TORONTO – The Toronto-based start-up that labels itself as the “Airbnb of parking” on Tuesday was named the first winner of Infiniti’s Canadian technology accelerator program.
Rover Parking, which allows users to rent out unused parking spaces and driveways in select markets for up to $2 per hour, beat seven other competing start-ups at Infiniti Lab Toronto’s first Demo Day.
Rover was the unanimous selection of a group of Canadian venture capitalists who heard pitches from the start-ups in downtown Toronto.
As a result, Rover will be guaranteed a spot in a similar Demo Day for Infiniti Lab in Hong Kong, where it and seven other start-ups will have a chance to pitch themselves for funding from Chinese investors, in addition to taking place in a three-month development program.
Infiniti Lab Toronto is a partnership between Infiniti Canada, the city of Toronto, start-up mentorship non-profit Multiplicity and other firms designed to foster growth among companies focused on the Internet of Things and “smart city” initiatives.
The eight start-ups took part in a one-month program that included tips on aspects of business such as fundraising practices, marketing, crowdfunding, hiring and more.
Rover co-founder Tim Wootton said the company, which operates in Toronto and Montreal, has averaged month-over-month growth of about 20 per cent since launching two years ago. He said the app proves popular among users because it allows them to capitalize on unused space.
“What we’ve done over the last two years is really create a replicable process that’s going to help us take this from neighbourhood to neighbourhood, city to city, country to country,” Wootton said during his pitch to investors.
The company takes 30 per cent of each transaction, Wootton said.

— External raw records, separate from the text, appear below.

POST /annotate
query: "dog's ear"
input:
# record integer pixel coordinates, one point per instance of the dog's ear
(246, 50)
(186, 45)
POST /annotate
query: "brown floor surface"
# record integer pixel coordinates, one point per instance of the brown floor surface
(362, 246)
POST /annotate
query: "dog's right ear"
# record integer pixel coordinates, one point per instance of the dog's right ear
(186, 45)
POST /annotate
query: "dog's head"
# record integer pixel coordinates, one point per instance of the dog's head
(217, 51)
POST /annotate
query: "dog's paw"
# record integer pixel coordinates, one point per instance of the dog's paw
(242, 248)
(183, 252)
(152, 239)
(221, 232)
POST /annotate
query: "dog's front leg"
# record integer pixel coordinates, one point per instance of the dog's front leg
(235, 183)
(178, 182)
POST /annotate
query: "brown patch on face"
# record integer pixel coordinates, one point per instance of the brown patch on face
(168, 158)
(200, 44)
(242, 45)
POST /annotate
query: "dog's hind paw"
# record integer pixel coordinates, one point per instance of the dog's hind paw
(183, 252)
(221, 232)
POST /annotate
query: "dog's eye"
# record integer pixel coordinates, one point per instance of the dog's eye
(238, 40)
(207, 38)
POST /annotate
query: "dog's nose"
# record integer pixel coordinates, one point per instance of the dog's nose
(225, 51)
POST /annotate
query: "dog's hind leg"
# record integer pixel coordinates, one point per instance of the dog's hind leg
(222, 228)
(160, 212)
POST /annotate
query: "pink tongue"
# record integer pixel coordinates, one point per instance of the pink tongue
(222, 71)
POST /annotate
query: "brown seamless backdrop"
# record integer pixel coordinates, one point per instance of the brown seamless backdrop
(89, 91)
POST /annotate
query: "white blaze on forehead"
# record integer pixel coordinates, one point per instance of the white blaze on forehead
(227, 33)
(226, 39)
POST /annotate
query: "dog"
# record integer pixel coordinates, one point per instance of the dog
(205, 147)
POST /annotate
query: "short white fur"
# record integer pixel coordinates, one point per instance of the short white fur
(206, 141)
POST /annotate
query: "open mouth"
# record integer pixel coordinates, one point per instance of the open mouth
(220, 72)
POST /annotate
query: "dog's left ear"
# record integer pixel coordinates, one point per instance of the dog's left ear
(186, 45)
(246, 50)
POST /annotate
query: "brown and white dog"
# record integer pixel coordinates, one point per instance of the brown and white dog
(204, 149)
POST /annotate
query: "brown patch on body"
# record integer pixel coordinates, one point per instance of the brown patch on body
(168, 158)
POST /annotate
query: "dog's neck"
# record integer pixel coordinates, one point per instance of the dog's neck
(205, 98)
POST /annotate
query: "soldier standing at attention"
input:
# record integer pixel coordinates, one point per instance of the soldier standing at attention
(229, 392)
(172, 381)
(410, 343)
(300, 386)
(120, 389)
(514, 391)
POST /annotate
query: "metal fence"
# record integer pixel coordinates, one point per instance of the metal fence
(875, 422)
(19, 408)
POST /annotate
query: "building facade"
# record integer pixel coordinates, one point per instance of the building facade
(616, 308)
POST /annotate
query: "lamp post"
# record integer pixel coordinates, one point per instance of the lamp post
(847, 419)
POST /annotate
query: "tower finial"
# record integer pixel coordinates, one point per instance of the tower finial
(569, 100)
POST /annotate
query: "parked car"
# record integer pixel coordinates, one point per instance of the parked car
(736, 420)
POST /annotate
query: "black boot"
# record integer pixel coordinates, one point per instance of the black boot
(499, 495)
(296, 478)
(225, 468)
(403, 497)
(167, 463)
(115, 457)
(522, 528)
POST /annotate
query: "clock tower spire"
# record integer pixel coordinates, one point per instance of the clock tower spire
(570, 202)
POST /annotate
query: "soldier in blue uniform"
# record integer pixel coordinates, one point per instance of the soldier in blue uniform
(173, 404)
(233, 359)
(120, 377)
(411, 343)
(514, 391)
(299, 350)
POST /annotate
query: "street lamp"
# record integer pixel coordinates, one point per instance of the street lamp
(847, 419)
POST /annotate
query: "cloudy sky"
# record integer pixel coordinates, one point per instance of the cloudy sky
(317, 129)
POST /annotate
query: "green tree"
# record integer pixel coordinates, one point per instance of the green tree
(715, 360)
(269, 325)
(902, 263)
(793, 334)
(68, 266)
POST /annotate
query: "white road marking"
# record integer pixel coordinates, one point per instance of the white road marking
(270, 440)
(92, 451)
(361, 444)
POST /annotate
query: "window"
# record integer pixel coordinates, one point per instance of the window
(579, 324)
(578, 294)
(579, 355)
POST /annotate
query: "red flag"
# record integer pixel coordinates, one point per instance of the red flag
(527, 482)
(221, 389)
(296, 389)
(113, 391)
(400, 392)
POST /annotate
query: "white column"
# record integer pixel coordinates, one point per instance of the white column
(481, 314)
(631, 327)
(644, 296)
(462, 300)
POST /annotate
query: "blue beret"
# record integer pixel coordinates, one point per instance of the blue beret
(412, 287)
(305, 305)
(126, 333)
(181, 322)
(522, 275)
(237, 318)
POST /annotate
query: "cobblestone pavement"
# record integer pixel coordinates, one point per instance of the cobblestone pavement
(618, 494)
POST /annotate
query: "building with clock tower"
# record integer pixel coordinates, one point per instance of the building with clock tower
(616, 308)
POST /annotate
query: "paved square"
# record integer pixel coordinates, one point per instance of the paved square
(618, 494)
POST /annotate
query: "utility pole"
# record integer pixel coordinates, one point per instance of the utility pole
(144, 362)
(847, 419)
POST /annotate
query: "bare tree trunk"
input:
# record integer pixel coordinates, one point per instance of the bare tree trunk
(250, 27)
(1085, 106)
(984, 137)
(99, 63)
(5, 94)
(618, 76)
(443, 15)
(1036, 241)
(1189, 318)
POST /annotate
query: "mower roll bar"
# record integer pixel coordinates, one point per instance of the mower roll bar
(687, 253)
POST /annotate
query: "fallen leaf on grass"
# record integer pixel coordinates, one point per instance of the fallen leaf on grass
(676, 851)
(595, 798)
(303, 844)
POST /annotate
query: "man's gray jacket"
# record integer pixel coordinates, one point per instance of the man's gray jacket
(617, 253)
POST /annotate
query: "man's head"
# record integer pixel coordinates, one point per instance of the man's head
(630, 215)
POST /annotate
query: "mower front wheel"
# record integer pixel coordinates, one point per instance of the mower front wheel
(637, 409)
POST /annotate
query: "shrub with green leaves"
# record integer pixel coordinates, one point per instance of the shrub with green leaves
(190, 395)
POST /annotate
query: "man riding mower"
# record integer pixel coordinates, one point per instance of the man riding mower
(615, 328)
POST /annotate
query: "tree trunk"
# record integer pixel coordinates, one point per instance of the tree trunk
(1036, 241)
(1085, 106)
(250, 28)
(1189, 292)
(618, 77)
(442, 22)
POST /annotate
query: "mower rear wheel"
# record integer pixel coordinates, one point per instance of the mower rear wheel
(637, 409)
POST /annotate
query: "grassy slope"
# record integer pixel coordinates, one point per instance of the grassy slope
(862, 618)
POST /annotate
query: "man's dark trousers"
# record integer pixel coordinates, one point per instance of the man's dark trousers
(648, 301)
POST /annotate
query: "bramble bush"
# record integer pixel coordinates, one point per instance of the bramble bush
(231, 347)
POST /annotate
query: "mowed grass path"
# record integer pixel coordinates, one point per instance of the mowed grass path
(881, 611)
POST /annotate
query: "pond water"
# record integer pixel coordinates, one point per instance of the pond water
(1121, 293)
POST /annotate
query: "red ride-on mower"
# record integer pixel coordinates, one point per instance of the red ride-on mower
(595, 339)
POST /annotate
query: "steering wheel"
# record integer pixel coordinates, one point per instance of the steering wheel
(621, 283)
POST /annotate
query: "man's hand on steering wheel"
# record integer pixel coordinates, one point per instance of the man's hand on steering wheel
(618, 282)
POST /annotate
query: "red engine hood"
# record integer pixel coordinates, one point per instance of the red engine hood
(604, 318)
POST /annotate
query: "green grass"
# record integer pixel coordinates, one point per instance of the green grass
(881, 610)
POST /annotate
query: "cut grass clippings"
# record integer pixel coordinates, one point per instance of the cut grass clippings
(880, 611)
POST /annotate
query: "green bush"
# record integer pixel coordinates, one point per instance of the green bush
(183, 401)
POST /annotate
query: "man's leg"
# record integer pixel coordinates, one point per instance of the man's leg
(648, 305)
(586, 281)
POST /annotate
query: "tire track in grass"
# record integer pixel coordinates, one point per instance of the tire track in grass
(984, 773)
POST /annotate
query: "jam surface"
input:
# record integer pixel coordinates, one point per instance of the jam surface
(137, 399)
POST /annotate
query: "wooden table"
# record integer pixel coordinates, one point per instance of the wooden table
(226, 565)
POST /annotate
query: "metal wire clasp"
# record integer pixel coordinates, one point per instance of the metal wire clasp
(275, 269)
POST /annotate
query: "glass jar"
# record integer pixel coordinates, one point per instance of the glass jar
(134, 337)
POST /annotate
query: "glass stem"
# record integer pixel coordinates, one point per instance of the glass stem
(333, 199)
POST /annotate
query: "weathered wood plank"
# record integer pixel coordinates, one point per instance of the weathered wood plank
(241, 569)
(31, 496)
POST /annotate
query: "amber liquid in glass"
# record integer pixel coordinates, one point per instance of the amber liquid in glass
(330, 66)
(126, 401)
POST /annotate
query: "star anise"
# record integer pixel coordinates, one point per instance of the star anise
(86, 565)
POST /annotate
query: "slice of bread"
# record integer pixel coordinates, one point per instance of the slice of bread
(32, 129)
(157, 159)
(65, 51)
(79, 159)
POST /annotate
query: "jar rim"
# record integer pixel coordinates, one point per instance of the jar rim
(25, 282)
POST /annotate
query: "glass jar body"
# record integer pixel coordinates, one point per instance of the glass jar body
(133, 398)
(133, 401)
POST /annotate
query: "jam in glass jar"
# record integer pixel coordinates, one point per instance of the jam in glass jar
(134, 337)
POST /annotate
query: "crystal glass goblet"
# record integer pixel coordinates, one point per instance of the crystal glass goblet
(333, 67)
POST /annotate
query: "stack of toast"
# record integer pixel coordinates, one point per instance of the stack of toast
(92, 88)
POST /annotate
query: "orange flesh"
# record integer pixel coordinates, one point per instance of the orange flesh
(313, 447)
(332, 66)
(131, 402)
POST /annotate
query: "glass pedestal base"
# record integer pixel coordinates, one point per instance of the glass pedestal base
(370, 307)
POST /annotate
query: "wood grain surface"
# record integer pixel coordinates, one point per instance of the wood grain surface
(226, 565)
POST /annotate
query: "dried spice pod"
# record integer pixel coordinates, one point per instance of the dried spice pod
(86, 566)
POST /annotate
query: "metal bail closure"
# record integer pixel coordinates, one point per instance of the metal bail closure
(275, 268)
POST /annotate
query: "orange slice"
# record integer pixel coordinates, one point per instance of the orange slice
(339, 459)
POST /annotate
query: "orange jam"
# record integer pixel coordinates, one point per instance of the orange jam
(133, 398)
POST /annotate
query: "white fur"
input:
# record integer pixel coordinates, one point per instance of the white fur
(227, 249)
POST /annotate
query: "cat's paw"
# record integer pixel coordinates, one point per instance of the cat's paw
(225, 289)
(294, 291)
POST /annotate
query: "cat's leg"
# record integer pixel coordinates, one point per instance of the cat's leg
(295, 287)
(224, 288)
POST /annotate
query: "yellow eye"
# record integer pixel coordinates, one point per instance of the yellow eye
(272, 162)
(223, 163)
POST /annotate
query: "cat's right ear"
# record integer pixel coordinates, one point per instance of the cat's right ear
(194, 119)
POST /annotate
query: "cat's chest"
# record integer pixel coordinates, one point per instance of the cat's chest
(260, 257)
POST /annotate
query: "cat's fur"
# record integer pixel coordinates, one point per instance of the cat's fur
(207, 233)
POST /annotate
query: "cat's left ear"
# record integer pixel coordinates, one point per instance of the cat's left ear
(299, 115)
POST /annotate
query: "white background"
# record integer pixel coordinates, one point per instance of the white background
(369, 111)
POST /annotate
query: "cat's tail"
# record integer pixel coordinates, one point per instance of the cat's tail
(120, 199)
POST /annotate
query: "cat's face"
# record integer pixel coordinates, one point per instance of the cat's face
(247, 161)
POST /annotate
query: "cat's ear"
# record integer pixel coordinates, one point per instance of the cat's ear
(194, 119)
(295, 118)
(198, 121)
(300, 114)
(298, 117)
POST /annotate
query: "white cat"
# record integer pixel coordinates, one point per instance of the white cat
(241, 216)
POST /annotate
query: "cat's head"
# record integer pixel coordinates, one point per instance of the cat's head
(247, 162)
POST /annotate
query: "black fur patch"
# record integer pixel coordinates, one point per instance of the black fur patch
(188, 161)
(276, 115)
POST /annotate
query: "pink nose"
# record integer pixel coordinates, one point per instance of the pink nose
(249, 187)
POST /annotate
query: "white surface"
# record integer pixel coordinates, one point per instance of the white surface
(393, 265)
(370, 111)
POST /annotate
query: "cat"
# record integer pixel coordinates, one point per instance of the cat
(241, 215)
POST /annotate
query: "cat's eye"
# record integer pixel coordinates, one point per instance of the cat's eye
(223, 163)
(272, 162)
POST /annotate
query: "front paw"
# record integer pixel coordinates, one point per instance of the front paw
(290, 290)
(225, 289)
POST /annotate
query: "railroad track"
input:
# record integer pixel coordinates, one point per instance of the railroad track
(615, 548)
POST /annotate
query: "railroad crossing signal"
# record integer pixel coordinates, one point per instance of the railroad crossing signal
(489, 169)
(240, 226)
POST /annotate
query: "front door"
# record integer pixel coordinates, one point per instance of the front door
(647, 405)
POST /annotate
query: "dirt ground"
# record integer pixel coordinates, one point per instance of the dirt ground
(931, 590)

Wootton said Rover has been aided by an environment that has become much more favourable for tech start-ups in recent years, particularly as governments begin adjusting regulations and policies for them.
“Governments are starting to lean into disruptive technologies, as opposed to shying away from it,” he said.
Rover once had a run-in with the Toronto city government, which expressed skepticism about Rover’s legality shortly after its launch in 2015. Rover has been allowed to operate within the city, however.
In remarks at the Demo Day, Toronto Mayor John Tory acknowledged that the city in the past had at times been unfriendly to disruptive start-up companies.. But, he said he has urged the city government, as well as local businesses, to do more to help them thrive in the city.
“You can’t turn back the hands of time, and you shouldn’t try,” he said.
Tory said making Toronto friendlier for start-ups could help the city address problems with mass transit and mobility, especially as autonomous technology and mobile applications appear poised to transform the future.
“We want to become a home to disruptors,” he said.